La sobrealimentación secuencial es un planteamiento de la sobrealimentación concebido para resolver uno de los compromisos más antiguos del turbo: el equilibrio entre la respuesta a bajas vueltas y la potencia a altas. Un único turbocompresor dimensionado para una fuerte entrega en la zona alta tiende a mostrarse perezoso a bajo régimen, donde escasea la energía de los gases de escape para hacerlo girar con rapidez, lo que produce la conocida sensación de retardo. Los sistemas secuenciales abordan este problema empleando dos turbocompresores de características diferentes y poniéndolos en acción uno tras otro en lugar de a la vez.

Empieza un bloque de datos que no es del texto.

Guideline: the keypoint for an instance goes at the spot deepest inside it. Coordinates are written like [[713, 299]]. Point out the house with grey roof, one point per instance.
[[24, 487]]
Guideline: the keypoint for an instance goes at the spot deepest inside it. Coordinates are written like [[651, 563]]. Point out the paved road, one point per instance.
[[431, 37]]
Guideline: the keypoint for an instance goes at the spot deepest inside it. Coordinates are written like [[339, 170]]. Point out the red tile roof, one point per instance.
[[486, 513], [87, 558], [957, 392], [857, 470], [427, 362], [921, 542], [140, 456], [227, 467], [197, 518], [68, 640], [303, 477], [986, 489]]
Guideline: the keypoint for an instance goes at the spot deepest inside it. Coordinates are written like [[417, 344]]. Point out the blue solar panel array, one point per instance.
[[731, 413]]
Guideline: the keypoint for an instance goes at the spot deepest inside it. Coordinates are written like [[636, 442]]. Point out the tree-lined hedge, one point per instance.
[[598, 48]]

En una disposición típica, un turbocompresor pequeño y de baja inercia se ocupa de la parte baja del régimen. Al ser ligero y fácil de poner en marcha, ofrece una respuesta nítida al acelerador y una presión de soplado útil casi desde el ralentí. A medida que aumentan el régimen y el caudal de gases, un sistema de válvulas de control va incorporando progresivamente un segundo turbocompresor, mayor. La unidad grande mueve mucho más aire y, por tanto, sostiene una presión elevada a altas vueltas, donde el turbo pequeño se quedaría sin aliento y se convertiría en una restricción. El relevo se gestiona de modo que la presión se mantenga continua, dotando al motor de una curva de par amplia y plana que resulta tan ágil al salir como vigorosa en la zona alta.
El atractivo para el conductor es una práctica eliminación del retardo del turbo combinada con la potencia rotunda de un turbo grande, una combinación que un único turbo fijo apenas logra ofrecer. Esto hizo atractivos los sistemas secuenciales en motores de altas prestaciones donde se exigían a la vez elasticidad y una elevada potencia específica, con el Mazda RX-7 rotativo biturbo y varios diésel de altas prestaciones japoneses entre los ejemplos más conocidos.
El planteamiento no debe confundirse con las simples configuraciones biturbo en paralelo, en las que dos turbocompresores idénticos alimentan cada uno un bloque de cilindros y funcionan de forma simultánea. El rasgo definitorio de un sistema secuencial es el relevo escalonado y basado en funciones entre turbos de distinto tamaño, gobernado por una red a menudo intrincada de válvulas de control, de descarga y de derivación.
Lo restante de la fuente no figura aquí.